Three-dimensional vibration analysis of multilayered composite and functionally graded piezoelectric plates and shells

In the present paper, a coupled 3D exact electro-elastic shell model for Functionally Graded (FG) and composite piezoelectric structures is proposed. Primary variables of the electro-elastic model are the electric potential and the three displacement components. The model allows to evaluate the piezoelectric effect in terms of frequencies and vibration modes. Both closed and open circuit configurations are analyzed and compared. The 3D equilibrium equations and the 3D divergence electric displacement equation for spherical shells give the set of partial differential equations for the electro-elastic problem. The proposed model for spherical shells automatically degenerates into simpler models for plates and cylindrical shells via properly considerations on radii of curvature along in-plane directions.
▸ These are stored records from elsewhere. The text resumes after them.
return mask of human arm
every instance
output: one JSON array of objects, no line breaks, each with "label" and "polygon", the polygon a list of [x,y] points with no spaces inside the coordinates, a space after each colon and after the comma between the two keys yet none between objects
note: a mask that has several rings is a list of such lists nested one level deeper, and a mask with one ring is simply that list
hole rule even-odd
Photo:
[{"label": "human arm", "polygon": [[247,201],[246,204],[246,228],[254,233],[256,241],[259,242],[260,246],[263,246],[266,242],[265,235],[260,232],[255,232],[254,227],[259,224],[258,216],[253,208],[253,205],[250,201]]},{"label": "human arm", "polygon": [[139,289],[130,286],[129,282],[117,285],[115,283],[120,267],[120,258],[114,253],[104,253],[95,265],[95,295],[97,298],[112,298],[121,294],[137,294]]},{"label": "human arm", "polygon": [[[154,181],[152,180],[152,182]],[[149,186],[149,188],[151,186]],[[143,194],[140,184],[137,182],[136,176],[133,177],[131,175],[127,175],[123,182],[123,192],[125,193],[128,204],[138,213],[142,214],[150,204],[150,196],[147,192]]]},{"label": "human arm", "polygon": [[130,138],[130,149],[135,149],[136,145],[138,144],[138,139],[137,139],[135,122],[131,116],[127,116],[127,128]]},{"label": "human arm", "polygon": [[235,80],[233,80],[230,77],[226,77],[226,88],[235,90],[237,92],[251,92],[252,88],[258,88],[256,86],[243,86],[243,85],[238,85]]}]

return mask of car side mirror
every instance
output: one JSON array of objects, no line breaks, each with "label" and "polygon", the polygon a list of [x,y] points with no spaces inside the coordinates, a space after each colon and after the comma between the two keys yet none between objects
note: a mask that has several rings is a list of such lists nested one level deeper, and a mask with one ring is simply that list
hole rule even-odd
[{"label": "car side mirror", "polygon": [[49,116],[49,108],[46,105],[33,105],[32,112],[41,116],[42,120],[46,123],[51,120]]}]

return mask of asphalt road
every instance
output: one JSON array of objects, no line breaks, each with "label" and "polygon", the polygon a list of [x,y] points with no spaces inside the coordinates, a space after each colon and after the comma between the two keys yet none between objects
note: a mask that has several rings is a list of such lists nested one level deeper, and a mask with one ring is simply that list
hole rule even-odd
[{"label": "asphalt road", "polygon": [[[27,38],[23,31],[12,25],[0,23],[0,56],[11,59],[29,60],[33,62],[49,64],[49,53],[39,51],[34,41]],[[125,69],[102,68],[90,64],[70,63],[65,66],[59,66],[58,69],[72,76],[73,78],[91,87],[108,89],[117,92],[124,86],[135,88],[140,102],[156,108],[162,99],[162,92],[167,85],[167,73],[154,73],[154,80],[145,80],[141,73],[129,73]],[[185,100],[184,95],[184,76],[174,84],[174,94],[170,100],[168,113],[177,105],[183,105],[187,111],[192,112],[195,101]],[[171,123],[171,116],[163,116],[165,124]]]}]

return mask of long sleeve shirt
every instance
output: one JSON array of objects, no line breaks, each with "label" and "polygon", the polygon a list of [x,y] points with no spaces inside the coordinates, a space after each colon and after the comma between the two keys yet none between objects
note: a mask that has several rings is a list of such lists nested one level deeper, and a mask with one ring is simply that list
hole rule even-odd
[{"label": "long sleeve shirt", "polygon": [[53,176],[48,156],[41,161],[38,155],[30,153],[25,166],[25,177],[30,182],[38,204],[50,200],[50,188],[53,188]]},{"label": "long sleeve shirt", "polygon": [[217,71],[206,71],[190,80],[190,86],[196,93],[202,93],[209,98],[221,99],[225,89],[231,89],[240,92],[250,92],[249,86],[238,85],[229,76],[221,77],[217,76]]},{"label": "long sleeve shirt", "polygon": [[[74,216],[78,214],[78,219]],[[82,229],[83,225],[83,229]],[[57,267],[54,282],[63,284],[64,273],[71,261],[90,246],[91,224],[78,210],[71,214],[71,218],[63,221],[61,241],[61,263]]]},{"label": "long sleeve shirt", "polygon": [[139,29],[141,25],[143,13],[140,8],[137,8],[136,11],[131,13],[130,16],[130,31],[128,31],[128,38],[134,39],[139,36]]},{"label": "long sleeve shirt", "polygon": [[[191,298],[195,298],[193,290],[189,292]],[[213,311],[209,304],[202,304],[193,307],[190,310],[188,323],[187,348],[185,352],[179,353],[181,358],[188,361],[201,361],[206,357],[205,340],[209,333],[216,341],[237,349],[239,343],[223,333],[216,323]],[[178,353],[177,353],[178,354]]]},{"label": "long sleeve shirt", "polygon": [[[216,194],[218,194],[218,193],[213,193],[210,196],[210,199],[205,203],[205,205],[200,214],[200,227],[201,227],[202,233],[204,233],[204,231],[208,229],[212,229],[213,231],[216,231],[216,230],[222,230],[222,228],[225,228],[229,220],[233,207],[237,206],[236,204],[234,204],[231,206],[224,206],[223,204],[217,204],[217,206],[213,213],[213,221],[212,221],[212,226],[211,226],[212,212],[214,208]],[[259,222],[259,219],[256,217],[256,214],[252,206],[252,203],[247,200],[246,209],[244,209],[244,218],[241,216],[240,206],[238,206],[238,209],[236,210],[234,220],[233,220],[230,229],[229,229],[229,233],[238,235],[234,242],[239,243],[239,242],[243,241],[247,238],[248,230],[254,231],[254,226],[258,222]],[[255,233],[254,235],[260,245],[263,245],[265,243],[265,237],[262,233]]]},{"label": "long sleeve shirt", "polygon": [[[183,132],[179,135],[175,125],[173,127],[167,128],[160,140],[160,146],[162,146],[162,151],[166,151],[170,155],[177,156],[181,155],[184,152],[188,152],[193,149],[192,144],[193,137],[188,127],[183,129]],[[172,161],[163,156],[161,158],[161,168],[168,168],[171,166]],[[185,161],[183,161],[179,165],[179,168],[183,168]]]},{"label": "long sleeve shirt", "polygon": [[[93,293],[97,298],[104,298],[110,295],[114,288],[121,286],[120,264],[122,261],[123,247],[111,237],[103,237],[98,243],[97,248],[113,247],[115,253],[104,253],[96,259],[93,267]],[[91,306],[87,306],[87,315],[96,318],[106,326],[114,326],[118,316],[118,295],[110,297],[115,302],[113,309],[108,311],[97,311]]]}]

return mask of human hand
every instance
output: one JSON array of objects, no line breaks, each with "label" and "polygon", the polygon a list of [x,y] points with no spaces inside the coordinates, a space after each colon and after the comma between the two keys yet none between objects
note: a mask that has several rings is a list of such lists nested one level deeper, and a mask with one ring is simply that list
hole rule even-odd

The orthogonal mixed curvilinear coordinates alpha, beta and z are employed. The partial differential governing equations have constant coefficients considering fictitious layers and they are solved using the Navier harmonic form and the exponential matrix method. These features lead to an exact solution for simply-supported boundary conditions. Free vibration analyses are conducted and circular frequencies for the first three thickness vibration modes are computed. After a global assessment phase to verify the correctness of the developed model, new benchmarks are proposed: different thickness ratios and material configurations are investigated. The present work can be intended as a reference general solution for those scientists interested in the study of piezoelectric structures via 2D analytical and numerical formulations.